Now possibly those passions needed to be inflamed; thousands of Union soldiers would sing “John Brown’s body” in tribute to a man whose living hand they would never have shaken, and shed their own blood and that of others to advance his cause about which they would have refused to hear a speech before the war started. Perhaps Brown finally found the one thing he could do right, not raising a slave revolt but being spectacularly martyred failing to raise one. And once wounded and captured Brown played his part with a dignity not typically part of his life, although the tale of him kissing a black baby in its mother’s arms on his way to the scaffold was pure invention or, to give it its proper name, propaganda. He sought martyrdom and in a very real sense it worked. The raid strengthened militants on both sides and brought the war that ended slavery.
So what if I’d been there?
In some ways the more uncomfortable part of that question is whether I’d have sympathized at all. From our comfortable couches and study chairs we imagine ourselves heroically answering the call at great historical moments that, for some reason, have not knocked at our door. We all think we would have been abolitionists had we lived in the United States in the 1850s although, statistically and logically, it cannot be so.
Consider Robert E. Lee, a man I admire who seems genuinely to have disliked slavery, even detested it. He was given the job of retaking the Harpers Ferry arsenal and capturing Brown and did his “duty”. And interestingly Stonewall Jackson, John Wilkes Booth and Walt Whitman were present for Brown’s execution though not all for the same reasons. Yet Lee, offered command of both the Union and Confederate armies, chose the latter, putting devotion to his “country” (Virginia) above his sworn duty to his actual country and his duty to humanity. A magnificent general and a good man, he fell to the occasion and led the wrong army in the wrong cause in the defining action of his career and his life.

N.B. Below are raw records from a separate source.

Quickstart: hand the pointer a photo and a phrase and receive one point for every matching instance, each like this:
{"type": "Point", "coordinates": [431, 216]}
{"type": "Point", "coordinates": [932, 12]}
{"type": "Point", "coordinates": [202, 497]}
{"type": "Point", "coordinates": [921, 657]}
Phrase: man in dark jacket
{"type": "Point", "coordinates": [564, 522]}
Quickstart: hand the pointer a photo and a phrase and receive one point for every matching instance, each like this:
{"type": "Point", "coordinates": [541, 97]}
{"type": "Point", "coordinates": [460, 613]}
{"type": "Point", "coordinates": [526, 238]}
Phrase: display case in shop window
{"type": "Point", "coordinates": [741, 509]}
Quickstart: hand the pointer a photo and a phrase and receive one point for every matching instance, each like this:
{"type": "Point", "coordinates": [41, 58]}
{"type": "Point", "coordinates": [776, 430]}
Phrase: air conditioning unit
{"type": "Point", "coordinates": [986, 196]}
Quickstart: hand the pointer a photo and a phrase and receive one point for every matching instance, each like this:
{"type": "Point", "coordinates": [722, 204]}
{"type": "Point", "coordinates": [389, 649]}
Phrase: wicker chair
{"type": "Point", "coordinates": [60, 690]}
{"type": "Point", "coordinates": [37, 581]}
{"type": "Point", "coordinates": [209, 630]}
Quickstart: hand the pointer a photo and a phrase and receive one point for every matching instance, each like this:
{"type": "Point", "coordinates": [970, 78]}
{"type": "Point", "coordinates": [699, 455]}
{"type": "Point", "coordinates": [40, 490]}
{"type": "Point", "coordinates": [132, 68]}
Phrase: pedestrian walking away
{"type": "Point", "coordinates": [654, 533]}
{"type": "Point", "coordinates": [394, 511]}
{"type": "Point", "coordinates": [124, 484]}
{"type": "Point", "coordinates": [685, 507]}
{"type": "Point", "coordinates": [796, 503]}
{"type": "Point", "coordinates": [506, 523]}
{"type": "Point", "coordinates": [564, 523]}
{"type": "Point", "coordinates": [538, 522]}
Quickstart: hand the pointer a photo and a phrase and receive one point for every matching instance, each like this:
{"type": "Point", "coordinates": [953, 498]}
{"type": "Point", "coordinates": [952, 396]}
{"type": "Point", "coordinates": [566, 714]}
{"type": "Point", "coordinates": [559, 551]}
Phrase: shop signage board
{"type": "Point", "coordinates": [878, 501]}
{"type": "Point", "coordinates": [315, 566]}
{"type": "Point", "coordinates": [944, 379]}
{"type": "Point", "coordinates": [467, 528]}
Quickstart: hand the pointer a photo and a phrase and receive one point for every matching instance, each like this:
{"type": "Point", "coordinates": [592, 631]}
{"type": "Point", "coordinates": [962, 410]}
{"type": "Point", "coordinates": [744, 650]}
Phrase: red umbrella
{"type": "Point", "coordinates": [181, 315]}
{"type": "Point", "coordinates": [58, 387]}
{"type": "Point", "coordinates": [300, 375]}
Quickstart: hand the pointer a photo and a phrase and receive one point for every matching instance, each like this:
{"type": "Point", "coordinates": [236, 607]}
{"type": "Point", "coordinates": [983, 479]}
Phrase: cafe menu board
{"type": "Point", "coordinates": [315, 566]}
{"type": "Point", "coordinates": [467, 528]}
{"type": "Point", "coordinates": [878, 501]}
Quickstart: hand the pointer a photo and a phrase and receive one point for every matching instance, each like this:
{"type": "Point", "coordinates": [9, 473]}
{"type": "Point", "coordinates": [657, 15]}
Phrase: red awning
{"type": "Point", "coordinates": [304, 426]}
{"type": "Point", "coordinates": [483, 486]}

It also haunts me that the raid took place at a spot of such scenic beauty that Thomas Jefferson in his Notes on Virginia declared “this scene is worth a voyage across the Atlantic.” Jefferson is much admired, though not by me, but for all his virtues he was monstrously wrong on slavery, having gone from abolitionism in his youth to reluctant advocate in his “maturity”. And of course his hypocrisy extended to having a slave mistress. Yet if he lived today one imagines, given his generally radical temperament, that he’d be in the forefront of progressive causes from abortion to the politics of identity.
So the fact that we see clearly in 2015 that slavery was bad is not the same as being somehow inherently bound to have seen it clearly had we surveyed the scene form 1855 or, indeed, 55 B.C. But grant me the light to see slavery as the evil it was in 1859 and ask, would I have joined John Brown?
No. No I would not. He was doing the right thing for the wrong reason in the wrong way. And my final and comforting thought on my divided views of Brown’s raid is that noted abolitionist Frederick Douglass, a truly great man, was pestered by Brown to join his group but repeatedly refused and, indeed, tried to prevent others from joining.
If Douglass could say it was the wrong answer to the right question at the time, I can say it now. And yet when it was done, I would have been among those pushed toward war by it, in defence of the liberty of the slaves Brown was trying to start a war to free.